In the end, the board judged the case for holding steady was stronger given the economy was still tracking broadly as expected, with inflation seen returning to target in 2026, output growth staying weak and risks to the labour market on the downside.
They noted a drop in vacancy rates pointed to weakness ahead and that historically the unemployment rate could rise quickly once it did start to rise. A continued rapid rise in business insolvencies was also cited as a concern.
“Members agreed that collective data received since the May meeting had not been sufficient to change their assessment that inflation would return to target in 2026 despite some elevated upside risk around the forecast.”
The RBA has held interest rates steady for five straight meetings now, having raised them by 425 basis points to a 12-year high since May 2022.
Markets are wagering there is a 36% probability that the RBA could hike in August depending on the outcome of second-quarter consumer price inflation report due at the end of July. Monthly readings for both May and June CPI had surprised on the upside.
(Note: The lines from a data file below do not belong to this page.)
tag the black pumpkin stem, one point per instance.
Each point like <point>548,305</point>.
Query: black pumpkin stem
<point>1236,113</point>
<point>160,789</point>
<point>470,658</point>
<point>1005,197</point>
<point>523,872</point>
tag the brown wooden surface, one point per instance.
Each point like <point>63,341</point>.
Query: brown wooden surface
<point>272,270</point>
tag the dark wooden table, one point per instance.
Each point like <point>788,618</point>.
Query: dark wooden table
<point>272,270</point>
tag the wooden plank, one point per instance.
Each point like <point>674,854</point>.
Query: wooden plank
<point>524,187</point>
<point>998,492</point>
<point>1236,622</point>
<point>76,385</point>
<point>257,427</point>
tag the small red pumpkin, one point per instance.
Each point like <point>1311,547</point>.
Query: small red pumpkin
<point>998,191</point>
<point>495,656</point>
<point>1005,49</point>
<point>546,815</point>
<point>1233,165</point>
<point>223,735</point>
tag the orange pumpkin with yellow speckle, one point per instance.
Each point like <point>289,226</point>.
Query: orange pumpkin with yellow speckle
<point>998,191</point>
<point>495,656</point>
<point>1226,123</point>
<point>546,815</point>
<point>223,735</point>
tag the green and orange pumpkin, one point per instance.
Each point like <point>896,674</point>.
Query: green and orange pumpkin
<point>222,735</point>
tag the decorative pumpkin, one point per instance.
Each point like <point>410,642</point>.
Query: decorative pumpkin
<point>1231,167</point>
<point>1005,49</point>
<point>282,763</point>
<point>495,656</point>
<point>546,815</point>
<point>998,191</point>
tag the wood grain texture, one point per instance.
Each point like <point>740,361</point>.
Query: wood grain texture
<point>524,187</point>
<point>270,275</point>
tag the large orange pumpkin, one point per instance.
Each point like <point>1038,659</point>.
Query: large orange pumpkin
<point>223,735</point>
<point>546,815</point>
Investors have given up any thought of an easing this year and are only pricing in 17 basis points of cuts by the end of 2025.
The board in the minutes affirmed their assessment that it was still possible to bring inflation to target while preserving job gains, though they did acknowledge that the “narrow path” was becoming narrower.
Members noted that household consumption had been revised higher in the first quarter, while there were signs that inflation was taking longer to abate than previously assumed.
This raised the question about whether policy settings were sufficient restrictive and much will depend on inflation expectations,
“Members judged that if inflation expectations were to rise materially from currently levels, it could require significantly higher interest rates to bring inflation back to target,” the minutes showed.